Pouteria campechiana, a.k.a. The Canistel, originated in the dry subtropics of Mexico as well as tropical areas of Belize, Guatemala, and El Salvador. It was picked in the wild by the Native Americans for thousands of years, and was domesticated for farming in the 1920's. Some people describe the flesh of the the Canistel fruit as being similar to cooked egg yolks and has garnered it the dubious nickname of Egg fruit. I find it difficult to describe the texture, it's very dry for a fruit, kind of like an avocado, but not oily. The flavor of the fruit was sweet, and quite strong, and somewhat like that of a soft baked sweet potato.
When kept at room temperature, the Canistel will ripen in 3 to 10 days. You should use them before they become too soft and mushy. Ripe fruit can be kept in good condition in the fridge for several days.
1/4 teasp. ground Cinnamon
1 1/2 cups low-fat plain Yogurt
2 1/2 cups Canistel pulp, frozen
1 tablesp. Honey
Juice from half Lime
Combine all the ingredients in a blender, pulse until smooth and serve immediately. Serves two in about 10 minutes.

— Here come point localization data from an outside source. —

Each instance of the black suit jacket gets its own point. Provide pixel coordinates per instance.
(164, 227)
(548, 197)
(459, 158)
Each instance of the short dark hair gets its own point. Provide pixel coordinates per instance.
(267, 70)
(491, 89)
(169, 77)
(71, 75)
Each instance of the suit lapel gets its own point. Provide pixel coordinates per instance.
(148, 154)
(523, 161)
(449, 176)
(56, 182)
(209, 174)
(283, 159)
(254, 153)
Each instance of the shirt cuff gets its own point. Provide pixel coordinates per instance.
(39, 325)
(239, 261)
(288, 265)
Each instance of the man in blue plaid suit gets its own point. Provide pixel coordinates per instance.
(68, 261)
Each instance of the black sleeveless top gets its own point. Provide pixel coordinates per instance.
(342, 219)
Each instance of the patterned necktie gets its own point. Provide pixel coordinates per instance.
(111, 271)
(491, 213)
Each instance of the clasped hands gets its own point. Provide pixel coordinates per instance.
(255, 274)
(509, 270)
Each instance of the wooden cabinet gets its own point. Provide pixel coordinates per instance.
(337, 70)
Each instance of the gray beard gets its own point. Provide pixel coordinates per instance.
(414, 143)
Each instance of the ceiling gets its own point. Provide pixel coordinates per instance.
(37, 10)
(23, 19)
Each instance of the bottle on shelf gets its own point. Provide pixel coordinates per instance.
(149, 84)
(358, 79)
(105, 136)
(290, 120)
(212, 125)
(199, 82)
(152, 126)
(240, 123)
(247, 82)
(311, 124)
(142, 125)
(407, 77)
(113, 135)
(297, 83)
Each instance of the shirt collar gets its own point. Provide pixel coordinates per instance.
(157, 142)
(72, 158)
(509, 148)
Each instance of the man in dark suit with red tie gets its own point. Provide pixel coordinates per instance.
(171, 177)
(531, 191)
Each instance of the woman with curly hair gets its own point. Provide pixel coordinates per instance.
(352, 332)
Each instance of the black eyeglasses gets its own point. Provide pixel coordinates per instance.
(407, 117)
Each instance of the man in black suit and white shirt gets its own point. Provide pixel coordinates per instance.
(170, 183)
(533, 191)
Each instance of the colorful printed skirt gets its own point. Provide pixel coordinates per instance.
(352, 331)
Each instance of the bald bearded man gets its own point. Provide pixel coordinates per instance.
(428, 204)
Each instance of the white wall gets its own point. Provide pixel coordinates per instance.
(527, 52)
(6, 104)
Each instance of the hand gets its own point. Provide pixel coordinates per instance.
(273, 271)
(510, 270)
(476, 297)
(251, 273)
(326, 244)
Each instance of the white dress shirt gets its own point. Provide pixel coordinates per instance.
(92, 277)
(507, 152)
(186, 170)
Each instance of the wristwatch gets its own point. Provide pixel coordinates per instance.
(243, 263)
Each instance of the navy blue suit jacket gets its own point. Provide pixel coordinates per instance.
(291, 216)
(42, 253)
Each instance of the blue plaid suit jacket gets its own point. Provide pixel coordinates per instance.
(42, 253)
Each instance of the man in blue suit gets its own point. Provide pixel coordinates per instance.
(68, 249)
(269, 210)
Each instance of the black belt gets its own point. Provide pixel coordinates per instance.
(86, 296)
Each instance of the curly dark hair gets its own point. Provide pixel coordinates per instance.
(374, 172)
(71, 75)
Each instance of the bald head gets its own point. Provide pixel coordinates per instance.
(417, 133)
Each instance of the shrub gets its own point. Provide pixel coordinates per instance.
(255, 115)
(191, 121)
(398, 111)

The Canistel fruit is green skinned, hard as a rock and indigestible when unripe, it doesn't reach its peak of flavor until the skin is completely yellow. Usually they're a bright lemon yellow, but can sometimes be a dark orangy yellow. You know it's ripe when it gives easily to thumb pressure, like a very ripe mango. In general the fruit of Canistel do not mature on the tree at the same time and some trees fruit all year.
Canistel Vanilla Milk Shake
1 cup Canistel pulp, frozen
1 1/2 cups Milk, very cold
1 3/4 cups Vanilla ice cream
1 teaspoon Vanilla Extract
Mint for Garnish is optional
Combine all the ingredients in a blender, starting with the frozen pulp and milk, pulse until smooth and serve immediately. Makes two servings in about 10 minutes.